In determining that the appellant was not here engaged in combat with the enemy, the Court in its order has engaged in ab initio fact-finding. The Court also ignores the new Manual provision, which, under Karnas, should be applied to this appeal. In its Response to Appellant’s Motion for Rehearing at 3, the Department points out the inappropriateness of a fact-finding exercise by the Court: 

In light of the recent Manual change, VA has redefined to some extent what constitutes “satisfactory lay or other evidence” of service connection. Obviously, though, VA adjudicators have not had the opportunity to apply this new provision in the Appellant’s case; and so it would be inappropriate for the Court to consider it at this juncture. See 38 U.S.C. § 4052(b). The Appellant, rather than seek a rehearing (reconsideration) with regard to the Court’s recent decision, should pursue a reopened claim at the regional office with the aim of establishing entitlement to service connection under the new liberalizing criteria. [Citations omitted.] 
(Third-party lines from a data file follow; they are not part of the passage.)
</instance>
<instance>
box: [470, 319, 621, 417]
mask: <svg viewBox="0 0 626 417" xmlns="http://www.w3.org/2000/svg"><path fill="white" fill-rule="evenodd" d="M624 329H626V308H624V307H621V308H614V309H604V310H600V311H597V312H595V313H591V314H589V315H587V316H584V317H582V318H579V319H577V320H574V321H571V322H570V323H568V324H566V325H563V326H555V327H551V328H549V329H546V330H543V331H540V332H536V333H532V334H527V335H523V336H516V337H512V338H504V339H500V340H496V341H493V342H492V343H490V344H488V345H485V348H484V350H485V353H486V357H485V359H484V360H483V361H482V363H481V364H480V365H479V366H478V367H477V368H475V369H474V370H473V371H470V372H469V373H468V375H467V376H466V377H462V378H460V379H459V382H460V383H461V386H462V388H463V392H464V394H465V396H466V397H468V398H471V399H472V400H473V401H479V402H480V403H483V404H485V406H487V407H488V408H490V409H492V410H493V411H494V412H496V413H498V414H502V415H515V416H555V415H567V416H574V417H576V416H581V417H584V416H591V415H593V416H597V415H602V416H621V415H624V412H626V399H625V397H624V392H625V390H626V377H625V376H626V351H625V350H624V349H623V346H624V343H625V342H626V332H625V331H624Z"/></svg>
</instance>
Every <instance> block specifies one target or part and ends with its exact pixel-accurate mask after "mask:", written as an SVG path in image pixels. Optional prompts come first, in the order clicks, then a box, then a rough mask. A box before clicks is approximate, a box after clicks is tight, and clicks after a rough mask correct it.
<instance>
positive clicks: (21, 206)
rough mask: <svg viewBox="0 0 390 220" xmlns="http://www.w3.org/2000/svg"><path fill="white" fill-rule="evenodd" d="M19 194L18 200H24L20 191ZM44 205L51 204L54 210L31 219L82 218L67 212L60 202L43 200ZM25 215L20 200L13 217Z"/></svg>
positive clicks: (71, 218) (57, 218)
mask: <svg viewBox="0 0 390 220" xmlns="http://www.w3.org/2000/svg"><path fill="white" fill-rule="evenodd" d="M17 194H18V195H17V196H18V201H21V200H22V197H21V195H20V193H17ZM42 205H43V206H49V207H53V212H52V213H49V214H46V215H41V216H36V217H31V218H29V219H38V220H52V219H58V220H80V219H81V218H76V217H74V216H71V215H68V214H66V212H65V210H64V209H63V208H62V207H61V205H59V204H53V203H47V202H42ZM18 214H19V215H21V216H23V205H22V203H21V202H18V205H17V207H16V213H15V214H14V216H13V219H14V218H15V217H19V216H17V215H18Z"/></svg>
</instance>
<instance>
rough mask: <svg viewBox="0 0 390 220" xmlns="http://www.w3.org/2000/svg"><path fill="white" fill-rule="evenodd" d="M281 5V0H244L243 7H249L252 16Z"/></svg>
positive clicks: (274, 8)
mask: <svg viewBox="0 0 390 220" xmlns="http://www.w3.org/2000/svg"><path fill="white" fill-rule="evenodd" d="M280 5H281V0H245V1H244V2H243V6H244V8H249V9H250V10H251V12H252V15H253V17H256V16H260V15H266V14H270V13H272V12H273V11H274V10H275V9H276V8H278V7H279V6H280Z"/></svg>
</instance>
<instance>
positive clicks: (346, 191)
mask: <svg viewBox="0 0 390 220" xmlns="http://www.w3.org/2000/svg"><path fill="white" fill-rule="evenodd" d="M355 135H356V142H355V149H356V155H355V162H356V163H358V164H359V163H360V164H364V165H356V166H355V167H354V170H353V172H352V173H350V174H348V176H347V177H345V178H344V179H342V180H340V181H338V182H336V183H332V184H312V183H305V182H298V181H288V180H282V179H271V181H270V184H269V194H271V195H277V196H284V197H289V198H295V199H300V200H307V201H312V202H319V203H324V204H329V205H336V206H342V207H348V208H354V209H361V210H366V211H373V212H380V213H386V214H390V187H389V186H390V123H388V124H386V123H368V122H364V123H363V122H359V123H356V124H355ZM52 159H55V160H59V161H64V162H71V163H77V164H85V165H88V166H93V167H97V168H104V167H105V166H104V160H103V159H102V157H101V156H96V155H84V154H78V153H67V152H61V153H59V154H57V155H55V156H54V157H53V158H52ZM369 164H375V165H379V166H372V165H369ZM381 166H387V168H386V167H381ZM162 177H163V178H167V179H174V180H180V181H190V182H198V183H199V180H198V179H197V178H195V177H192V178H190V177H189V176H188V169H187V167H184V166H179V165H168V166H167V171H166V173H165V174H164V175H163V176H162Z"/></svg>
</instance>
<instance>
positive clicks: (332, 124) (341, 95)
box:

I agree with the Department’s analysis insofar as the inappropriateness of this Court’s fact-finding here, but, under Karnas, this case should be remanded to permit Departmental consideration, in the first instance, of the application of the new Manual provision to the facts here. Requiring a claimant who is probably incarcerated to pursue a reopened claim at a regional office, as the Secretary suggests, in order to take advantage of the liberalizing criteria is not, in my view, an adequate substitute for application of these principles, under Karnas, to his current claim.